Below we provide a simplified analysis for the case where \(Q\) is diagonalizable. A more careful argument can be proven in the same manner as Lemma 1 of (Sun et al. 2020).

Let \(Q = V\Lambda V^{-1}\) be the eigen-decomposition of \(Q\). We have \(|1 - \lambda_i| < 1\) for all \(i\). \[ \begin{pmatrix} I - 3Q + 2Q^2 & 2Q - 2Q^2 \\ -2Q + 2Q^2 & I + Q - 2Q^2 \end{pmatrix} = \begin{pmatrix} V & \\ & V \end{pmatrix} \begin{pmatrix} I - 3\Lambda + 2\Lambda^2 & 2\Lambda - 2\Lambda^2 \\ -2\Lambda + 2\Lambda^2 & I + \Lambda - 2\Lambda^2 \end{pmatrix} \begin{pmatrix} V^{-1} & \\ & V^{-1} \end{pmatrix} \] and it suffices to determine the spectral radius of \(\begin{pmatrix} I - 3\Lambda + 2\Lambda^2 & 2\Lambda - 2\Lambda^2 \\ -2\Lambda + 2\Lambda^2 & I + \Lambda - 2\Lambda^2 \end{pmatrix}\). Since we can permute the matrix to form multiple \(2 \times 2\) block-diagonal matrices, it suffices to analyze \[ \rho\!\left( \begin{pmatrix} 1 - 3\lambda + 2\lambda^2 & 2\lambda - 2\lambda^2 \\ -2\lambda + 2\lambda^2 & 1 + \lambda - 2\lambda^2 \end{pmatrix} \right) \] for \(\lambda\) in the spectrum \(\Lambda\). After direct computation, we have \[ \rho\!\left( \begin{pmatrix} 1 - 3\lambda + 2\lambda^2 & 2\lambda - 2\lambda^2 \\ -2\lambda + 2\lambda^2 & 1 + \lambda - 2\lambda^2 \end{pmatrix} \right) = |1 - \lambda| \] and therefore \(\rho(M^- M) = \rho(H) < 1\). This completes the proof.

Proof of Theorem 1

Since ADMM can be written as the fixed-point iteration \[ z^{++} = M^- M z + M^- L^{-1} \delta + L^{-1} \delta^- \] with \(\rho(M^- M) < 1\), its convergence is immediate. \(\square\)

Final remarks

Recall that in our quadratic example, we mentioned that some “canceling” effects happen. This is also the case for the analysis of ADMM. Note that for each of the two iteration matrices alone \[ M = \begin{pmatrix} L & 0 \\ A & I \end{pmatrix}^{-1} \begin{pmatrix} L - A^\top A & A^\top \\ 0 & I \end{pmatrix}, \qquad M^- = \begin{pmatrix} L & 0 \\ -A & I \end{pmatrix}^{-1} \begin{pmatrix} L - A^\top A & A^\top \\ 0 & I \end{pmatrix}, \] we cannot guarantee \(\rho(M) < 1\) or \(\rho(M^-) < 1\). However, when \(M^- M\) are multiplied together, the diverging components in \(M, M^-\) cancel each other and yield \(\rho(M^- M) < 1\). This is partially the “slingshot” phenomenon from (Shugart and Altschuler 2025).

References

Chen, Caihua, Bingsheng He, Yinyu Ye, and Xiaoming Yuan. 2016. “The Direct Extension of ADMM for Multi-Block Convex Minimization Problems Is Not Necessarily Convergent.” Mathematical Programming 155 (1): 57–79.

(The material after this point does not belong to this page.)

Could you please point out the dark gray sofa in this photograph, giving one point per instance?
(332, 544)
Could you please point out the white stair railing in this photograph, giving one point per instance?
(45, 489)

Shugart, Henry, and Jason M Altschuler. 2025. “Negative Stepsizes Make Gradient-Descent-Ascent Converge.” arXiv Preprint arXiv:2505.01423.

Sun, Ruoyu, Zhi-Quan Luo, and Yinyu Ye. 2020. “On the Efficiency of Random Permutation for ADMM and Coordinate Descent.” Mathematics of Operations Research 45 (1): 233–71.

Zhang, Cheng-yi, Dan Ye, Cong-Lei Zhong, and Shuanghua Luo. 2014. “Convergence on Gauss-Seidel Iterative Methods for Linear Systems with General h-Matrices.” arXiv Preprint arXiv:1410.3196.